Another bit of data caught the hospital’s eye: the high rate of skin cancer, which is more than double the statewide rate, according to Van Lith.

“Fortunately, we’ve got Dr. Jim Grichnik, he’s an expert in early diagnosis and skin cancer. This is going to turn into something like the lung cancer issue where it’s not about the procedure, it’s about making sure you don’t have a problem. And we’ve got a lot of work to do with that. We’re lucky to have him on board.”

As part of the assessment exercise, an advisory team of local healthcare agency leaders generated a prioritization list. At the top: access to healthcare. Now, the Visiting Nurse Association is slated to lead the effort to improve access and has already presented an ambitious plan to reach out to medically underserved neighborhoods with its mobile unit.
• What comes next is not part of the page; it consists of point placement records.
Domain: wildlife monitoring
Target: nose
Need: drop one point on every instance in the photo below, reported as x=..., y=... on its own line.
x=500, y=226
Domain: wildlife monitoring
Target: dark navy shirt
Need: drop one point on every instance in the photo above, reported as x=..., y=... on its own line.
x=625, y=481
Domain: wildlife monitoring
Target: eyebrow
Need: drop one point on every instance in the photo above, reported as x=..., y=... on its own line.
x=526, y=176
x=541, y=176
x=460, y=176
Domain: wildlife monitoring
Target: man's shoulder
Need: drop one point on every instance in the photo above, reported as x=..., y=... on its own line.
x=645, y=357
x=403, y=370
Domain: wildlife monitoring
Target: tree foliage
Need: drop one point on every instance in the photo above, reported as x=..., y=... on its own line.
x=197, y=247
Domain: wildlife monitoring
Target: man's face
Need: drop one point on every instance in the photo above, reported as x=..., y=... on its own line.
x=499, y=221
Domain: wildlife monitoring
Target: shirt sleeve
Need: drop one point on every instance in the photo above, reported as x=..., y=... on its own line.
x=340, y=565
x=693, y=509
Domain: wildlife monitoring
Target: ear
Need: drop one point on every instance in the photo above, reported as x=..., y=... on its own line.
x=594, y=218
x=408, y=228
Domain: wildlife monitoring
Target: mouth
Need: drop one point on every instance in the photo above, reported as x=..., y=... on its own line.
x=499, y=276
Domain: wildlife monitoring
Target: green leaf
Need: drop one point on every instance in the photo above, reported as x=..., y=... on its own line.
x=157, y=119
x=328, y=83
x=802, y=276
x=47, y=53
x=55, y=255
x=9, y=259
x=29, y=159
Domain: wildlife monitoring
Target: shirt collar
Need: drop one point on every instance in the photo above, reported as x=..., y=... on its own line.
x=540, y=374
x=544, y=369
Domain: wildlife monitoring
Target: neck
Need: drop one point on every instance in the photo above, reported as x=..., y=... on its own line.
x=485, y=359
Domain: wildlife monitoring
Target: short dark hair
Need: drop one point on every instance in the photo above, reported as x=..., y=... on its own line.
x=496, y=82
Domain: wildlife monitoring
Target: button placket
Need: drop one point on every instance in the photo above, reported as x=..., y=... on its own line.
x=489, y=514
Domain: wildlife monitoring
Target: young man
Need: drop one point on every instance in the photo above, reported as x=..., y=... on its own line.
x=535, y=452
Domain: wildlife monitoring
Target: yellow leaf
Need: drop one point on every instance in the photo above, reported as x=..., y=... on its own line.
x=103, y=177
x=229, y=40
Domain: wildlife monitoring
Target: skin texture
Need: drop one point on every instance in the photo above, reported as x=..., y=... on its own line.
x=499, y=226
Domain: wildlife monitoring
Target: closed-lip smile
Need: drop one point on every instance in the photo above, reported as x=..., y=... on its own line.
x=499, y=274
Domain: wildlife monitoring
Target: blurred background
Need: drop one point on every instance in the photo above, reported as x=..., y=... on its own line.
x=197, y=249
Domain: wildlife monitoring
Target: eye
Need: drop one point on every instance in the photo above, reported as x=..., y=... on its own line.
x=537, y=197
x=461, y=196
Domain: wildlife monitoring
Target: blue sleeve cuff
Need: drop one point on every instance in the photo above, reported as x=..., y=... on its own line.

The district funded a trial run of the VNA program with an expectation that data will show whether it is worth funding further. Among its first forays into the community is a Saturday stop at Gifford Health Center, where its nurse practitioner can provide primary care to patients who work during the center’s weekday hours.

Also on the priorities list: healthy eating and exercise. The county’s Health Department will be leading an effort to improve nutrition and increase physical activity in the hopes of slimming down county residents, more than 60 percent of whom are overweight.